On a visit to Ghana in 1993, I spent a day with the legendary palm wine guitarist Konimo in Kumasi. At one point, he made a point of showing me and playing an unfamiliar string instrument called the seprewa. He told me it was a cousin of the kora, and the Akan root instrument of the highlife sound. Before there were guitars in the ceremonies and watering holes of the Akan kingdom, there was the seprewa. In sixteen years since, I have never seen or heard the instrument again, so it was a surprise to come upon this group, which combines two seprewas, electric and acoustic guitars, and a beguiling array of percussion instruments as backing for a set of lilting, dreamlike highlife songs. When it was a commonplace instrument, the seprewa was not generally an ensemble instrument, and seprewa-guitar combinations have never been prevalent, particularly given the instrument’s idiosyncratic tonal system. So the music on Seprewa Kasa is not so much a revival as an imagined, and magical, musical world.
The spark for this project came when Kari Banaman, a guitarist with the legendary highlife fusion band Osibisa, heard the seprewa played at a world music festival in Switzerland in 2002. He went to Ghana, joined forces with university instructors and seprewa aces Osei Korankye and Baffour Kyerematen. Korankye has played seprewa since he was twelve, and in his hands, the instrument approaches the fluidity of the Mande kora, although it has less strings. Some of these eight pieces have the distinct flavor of the sensuous sichi highlife sound, romantic and irresistibly sweet. Others hew closer to rootsy highlife. We hear two different seprewas, one warm and rounded like a nylon string guitar, the other more twangy, like a banjo. Banaman mostly plays acoustic guitar, but when he pulls out the electric, as on the sublime closer “Barima Ye Na,” the highlife connection springs to life.

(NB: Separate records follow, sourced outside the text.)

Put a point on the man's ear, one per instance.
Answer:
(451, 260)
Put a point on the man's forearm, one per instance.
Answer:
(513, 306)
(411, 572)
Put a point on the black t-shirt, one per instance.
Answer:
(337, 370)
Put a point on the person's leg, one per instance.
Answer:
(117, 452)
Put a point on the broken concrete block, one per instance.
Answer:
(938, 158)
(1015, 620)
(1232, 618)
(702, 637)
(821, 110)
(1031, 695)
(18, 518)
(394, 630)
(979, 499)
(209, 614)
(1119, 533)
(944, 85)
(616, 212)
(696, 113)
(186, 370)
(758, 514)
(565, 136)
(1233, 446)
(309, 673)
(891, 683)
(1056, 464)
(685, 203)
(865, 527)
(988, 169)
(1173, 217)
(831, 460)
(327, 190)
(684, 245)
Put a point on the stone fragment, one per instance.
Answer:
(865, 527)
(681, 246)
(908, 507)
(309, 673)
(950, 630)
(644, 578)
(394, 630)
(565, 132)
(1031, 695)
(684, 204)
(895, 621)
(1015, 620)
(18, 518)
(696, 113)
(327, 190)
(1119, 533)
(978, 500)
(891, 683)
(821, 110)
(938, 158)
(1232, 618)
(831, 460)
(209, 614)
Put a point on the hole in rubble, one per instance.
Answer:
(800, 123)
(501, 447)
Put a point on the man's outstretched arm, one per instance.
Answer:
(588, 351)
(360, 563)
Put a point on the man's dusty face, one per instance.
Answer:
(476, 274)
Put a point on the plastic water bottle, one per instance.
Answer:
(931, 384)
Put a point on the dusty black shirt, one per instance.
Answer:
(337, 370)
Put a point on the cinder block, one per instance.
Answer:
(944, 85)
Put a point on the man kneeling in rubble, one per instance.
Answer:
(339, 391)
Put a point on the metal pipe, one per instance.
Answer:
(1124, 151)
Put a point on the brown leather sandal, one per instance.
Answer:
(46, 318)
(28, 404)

The musicianship is superb os these jewel-like performances, from the soaring vocal harmonies to spare, grounding percussion, and lacey, rhythmic string interplay. Crucially, there is also a looseness and ease in the performances, a complete absence of fussiness, most notably on the title song: Seprewa speaks, guitar answers! With all the great acoustic African releases that have come to market in the past decade, it is amazing that no one thought of this sooner. This utterly unique CD is nothing short of a revelation for lovers of acoustic string music. Kudos to these fine musicians for putting the venerable seprewa back in the limelight after all these years!